Terminus has also been recognized as a category leader. Bryan Wade joined the firm when his company, Sigstr, was acquired by Terminus, and now serves as chief product officer. He shared, “ABM is all about sales and marketing coming together and agreeing that rather than just taking inbound leads that come your way, and cold calling into accounts that just happened to be in your territory, let’s go after the accounts that we think are our ideal customers, the ones that will have the most success with us, that will spend more with us once we sign them up as a client, and not try to acquire customers that aren’t a fit. So in the beginning, the idea of ABM was around marketing and sales alignment, ideal customer profile, targeting those accounts, and then bringing those customers into your customer base. It’s evolved into so much more.”

Terminus has expanded its platform to address the increasing expectations. In addition to acquiring Sigstr, it has acquired Growfire, Xylo Tech, Ramble and BrightFunnel. Wade added, “Our vision is to build a B2B marketing cloud. And you can’t have a B2B marketing cloud without a journey builder. So we’re building a brand new interface that will help our customers orchestrate all the different channels in one canvas. We are integrating the CDP into our ABM platform. I think when you step back and think about what we’ll will turn into in three to five years, we’ll have a B2B CDP with an orchestration engine sitting on top of it.”

The ABM platform field includes additional players including MRP, Rollworks, Triblio and Tech Target among others. And there are players in adjacent categories including SalesLoft, Outreach and Zoominfo, not to mention the marketing automation platforms like Marketo, Pardot and Hubspot. So where is the category going in the near future?

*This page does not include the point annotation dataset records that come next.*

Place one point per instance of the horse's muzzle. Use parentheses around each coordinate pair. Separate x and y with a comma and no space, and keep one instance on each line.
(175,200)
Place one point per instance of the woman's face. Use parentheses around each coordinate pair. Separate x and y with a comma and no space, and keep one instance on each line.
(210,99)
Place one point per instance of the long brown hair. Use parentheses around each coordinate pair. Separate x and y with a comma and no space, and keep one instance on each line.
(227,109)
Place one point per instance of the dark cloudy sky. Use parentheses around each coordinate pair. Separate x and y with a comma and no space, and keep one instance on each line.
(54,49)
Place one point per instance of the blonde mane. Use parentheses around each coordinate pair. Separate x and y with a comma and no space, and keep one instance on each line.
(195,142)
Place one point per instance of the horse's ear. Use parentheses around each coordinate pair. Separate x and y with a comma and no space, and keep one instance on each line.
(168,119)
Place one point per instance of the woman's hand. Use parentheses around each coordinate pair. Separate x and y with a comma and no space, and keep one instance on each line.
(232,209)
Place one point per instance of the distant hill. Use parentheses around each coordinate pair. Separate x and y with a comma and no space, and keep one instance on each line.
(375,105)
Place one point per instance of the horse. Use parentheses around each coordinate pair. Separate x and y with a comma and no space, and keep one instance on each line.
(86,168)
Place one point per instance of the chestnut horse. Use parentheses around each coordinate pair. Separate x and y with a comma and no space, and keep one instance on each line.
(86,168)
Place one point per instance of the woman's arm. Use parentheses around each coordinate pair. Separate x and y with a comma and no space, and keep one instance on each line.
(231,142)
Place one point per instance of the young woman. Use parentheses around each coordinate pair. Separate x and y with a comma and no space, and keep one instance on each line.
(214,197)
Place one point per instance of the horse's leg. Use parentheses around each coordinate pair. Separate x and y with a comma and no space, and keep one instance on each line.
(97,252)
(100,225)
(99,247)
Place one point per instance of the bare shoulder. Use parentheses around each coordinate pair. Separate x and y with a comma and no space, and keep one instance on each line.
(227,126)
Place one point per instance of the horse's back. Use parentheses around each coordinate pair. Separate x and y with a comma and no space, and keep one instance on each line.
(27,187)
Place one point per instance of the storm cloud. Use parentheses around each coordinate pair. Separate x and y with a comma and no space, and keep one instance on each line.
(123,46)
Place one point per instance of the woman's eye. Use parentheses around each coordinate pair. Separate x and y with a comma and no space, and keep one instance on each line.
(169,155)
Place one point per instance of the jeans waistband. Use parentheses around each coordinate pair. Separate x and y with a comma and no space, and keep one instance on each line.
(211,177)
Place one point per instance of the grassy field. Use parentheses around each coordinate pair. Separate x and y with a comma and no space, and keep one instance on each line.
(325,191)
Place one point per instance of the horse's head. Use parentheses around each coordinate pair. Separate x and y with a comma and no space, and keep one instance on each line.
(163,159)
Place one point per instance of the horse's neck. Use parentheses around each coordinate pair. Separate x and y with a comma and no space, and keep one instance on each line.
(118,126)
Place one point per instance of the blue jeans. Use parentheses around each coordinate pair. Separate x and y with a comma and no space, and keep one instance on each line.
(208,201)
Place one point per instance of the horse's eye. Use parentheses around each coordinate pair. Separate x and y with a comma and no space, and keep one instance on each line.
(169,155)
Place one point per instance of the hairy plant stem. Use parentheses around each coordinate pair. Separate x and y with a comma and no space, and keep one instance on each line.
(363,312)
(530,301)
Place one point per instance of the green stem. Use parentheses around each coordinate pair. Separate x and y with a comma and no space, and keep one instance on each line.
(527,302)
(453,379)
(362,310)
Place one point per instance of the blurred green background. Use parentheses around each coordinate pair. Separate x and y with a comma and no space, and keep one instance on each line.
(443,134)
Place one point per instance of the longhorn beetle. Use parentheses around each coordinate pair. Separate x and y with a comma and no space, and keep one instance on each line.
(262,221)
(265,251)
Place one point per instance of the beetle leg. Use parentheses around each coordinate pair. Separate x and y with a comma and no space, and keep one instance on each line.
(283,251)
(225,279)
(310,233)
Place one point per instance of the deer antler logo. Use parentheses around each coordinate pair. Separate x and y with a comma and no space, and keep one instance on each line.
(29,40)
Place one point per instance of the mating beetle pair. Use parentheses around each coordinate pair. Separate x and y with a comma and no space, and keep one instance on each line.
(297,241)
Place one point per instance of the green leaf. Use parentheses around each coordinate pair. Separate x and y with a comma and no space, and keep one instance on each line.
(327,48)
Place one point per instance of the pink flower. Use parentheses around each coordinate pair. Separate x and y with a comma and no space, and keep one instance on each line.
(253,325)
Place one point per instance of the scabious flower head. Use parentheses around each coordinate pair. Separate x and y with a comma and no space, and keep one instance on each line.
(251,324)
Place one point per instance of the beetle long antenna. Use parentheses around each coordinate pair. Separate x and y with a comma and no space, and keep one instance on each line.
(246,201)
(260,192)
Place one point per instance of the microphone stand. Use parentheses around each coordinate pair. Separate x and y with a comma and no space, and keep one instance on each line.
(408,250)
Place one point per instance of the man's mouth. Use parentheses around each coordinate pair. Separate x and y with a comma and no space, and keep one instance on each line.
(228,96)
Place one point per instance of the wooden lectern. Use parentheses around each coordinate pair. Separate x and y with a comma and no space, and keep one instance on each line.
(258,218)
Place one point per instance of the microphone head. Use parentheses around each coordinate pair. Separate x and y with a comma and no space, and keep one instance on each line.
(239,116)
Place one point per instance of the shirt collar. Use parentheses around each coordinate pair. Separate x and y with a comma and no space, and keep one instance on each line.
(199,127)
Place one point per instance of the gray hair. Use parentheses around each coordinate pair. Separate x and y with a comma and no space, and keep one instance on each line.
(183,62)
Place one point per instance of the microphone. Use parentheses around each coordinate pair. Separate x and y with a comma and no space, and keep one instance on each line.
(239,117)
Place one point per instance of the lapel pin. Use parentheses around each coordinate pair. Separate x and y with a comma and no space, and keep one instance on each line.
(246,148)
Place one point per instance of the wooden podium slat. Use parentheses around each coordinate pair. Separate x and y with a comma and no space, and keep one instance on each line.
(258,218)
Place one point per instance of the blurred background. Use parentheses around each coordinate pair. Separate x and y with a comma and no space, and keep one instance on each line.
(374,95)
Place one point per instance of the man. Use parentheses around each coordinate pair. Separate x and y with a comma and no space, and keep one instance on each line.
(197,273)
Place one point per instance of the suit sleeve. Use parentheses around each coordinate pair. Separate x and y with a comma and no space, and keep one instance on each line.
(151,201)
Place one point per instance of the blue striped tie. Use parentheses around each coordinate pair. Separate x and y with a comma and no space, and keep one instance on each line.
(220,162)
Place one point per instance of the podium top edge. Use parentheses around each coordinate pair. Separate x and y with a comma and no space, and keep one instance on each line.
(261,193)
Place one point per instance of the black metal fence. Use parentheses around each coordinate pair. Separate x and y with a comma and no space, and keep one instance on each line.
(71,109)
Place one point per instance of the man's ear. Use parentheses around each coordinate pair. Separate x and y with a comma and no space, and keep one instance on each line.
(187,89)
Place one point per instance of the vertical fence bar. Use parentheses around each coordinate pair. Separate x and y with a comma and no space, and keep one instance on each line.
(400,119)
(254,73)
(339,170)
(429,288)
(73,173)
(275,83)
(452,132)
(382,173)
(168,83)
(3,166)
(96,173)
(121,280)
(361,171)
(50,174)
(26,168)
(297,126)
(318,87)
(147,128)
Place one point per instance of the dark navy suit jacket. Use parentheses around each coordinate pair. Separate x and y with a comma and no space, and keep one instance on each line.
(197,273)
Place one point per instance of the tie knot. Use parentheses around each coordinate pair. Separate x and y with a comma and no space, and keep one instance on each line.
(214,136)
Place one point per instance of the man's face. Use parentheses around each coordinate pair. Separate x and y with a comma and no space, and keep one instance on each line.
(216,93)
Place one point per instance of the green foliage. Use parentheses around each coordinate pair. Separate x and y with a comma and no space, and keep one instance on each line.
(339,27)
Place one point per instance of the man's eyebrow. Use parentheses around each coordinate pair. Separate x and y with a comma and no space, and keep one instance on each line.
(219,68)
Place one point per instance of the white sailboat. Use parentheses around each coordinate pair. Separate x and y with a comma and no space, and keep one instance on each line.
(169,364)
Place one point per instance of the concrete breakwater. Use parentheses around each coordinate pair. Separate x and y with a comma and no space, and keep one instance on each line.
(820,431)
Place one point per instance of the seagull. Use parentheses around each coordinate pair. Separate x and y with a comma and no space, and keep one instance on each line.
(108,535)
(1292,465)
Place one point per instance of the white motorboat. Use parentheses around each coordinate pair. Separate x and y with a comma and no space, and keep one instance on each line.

Forrester’s Threadgill concluded, “I think there’s still a bit more time for the ABM platforms in terms of what their short-term strategies are. With ZoomInfo going public and being rewarded for it, and acquiring companies and being rewarded for it, and then massive investments in a lot of the other ABM platforms, it’s going to be interesting to see what they do with that capital. When you just look at those valuations, does it still make sense for an Adobe or an Oracle to acquire them? I don’t know that answer.”